Blower systems may incorporate multiple blowers for redundancy or to achieve a specific air flow pattern in order to ensure adequate cooling. The failure of a single blower, however, creates a new source for air. Moreover, the blower interface between the internal/external environments tends to be more efficient for transferring air than the enclosure vents. The blower interface thus tends to become a preferential source relative to the vents for the transfer of air. As a result, the air flow patterns within the enclosure may be sufficiently disrupted to prevent adequate cooling or to significantly decrease the efficiency of redundant blower systems.
One approach uses baffles to prevent reverse airflow. These baffles have a number of members that pivot to enable opening and closing the baffle. When the blower is off, gravity or other forces close the baffle. During normal operation, simple baffles rely upon the pressure developed by the blower to open. One disadvantage of simple baffles for equipment enclosures is the additional assembly steps required to mount the baffles on the equipment. Another disadvantage of simple baffles is that the baffles members significantly impede the flow of air from the blower exhaust.
The present invention seeks to provide improved impeller apparatus.
According to an aspect of the present invention, there is provided impeller apparatus as specified in claim 1.
According to another aspect of the present invention, there is provided impeller apparatus as specified in claim 6.
In view of limitations of known systems and methods, blower designs for vented enclosures are described. One blower design incorporates an impeller having a plurality of blades. A plurality of one way valves are interleaved between the blades to permit substantial airflow only in one direction.

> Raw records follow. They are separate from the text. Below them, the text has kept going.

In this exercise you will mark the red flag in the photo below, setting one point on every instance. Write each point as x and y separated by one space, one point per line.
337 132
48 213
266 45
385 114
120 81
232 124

In one embodiment, each blade is coupled to one of an impeller body or a corresponding blade with a spring loaded hinge. When the impeller has a rotational speed below a threshold range the flaps remain in a closed position substantially restricting air flow between the blades. The flaps open to permit air flow between the blades when the rotational speed exceeds the threshold range.
In an alternative embodiment, the impeller comprises a plurality of blades and a plurality of flexible flaps interleaved between the blades. Each flap is coupled to one of an impeller body or a corresponding blade. When the impeller has a rotational speed below a threshold range the flaps remain in a closed position substantially restricting air flow between the blades. The flaps flex open to permit air flow between the blades when the rotational speed exceeds the threshold range.
In another embodiment, an impeller includes a plurality of blades and a hub insert having a plurality of valves. The hub is disposed within an inner periphery of the impeller such that the valves and blades are interleaved. The valves remain in a closed position substantially restricting air flow between the blades when the impeller has a rotational speed below a threshold range. The valves open to permit air flow between the blades when the impeller speed exceeds the threshold range. In one embodiment, the hub further comprises a flexible strip with a plurality of flaps. A separation distance between the flaps is substantially equivalent to the distance between the leading edges of the blades.
In various embodiments, the impeller is configured for centrifugal pumping action. In various embodiments, the impeller blades form one of an airfoil, backward inclined, backward curved, radial, paddle and forward curved configuration.
Embodiments of the present invention are described below, by way of example only, with reference to the accompanying drawings, in which:
Figure 1 illustrates one embodiment of air flow patterns in an enclosure utilising a plurality of blowers for forced air cooling;
Figure 2 illustrates one embodiment of air flow patterns in an enclosure having a plurality of blowers including at least one failed blower;
Figure 3 illustrates one embodiment of an impeller;
Figure 4 illustrates a top view of an impeller blade configuration;
Figure 5 illustrates one embodiment of a one-way blower impeller in a closed state;
Figure 6 illustrates one embodiment of a one-way blower impeller in an open state; and
Figure 7 illustrates one embodiment of an impeller with an insertable hub.
In a typical redundant blower system, the system must be designed to adequately accommodate both the loss of pumping ability and the reduction in efficiency due to changed air flow patterns. In a system having multiple blowers specifically to achieve a particular air flow pattern without regard to redundancy, the introduction of a new source (or sink) of air may disrupt the air flow patterns sufficiently to prevent adequate cooling.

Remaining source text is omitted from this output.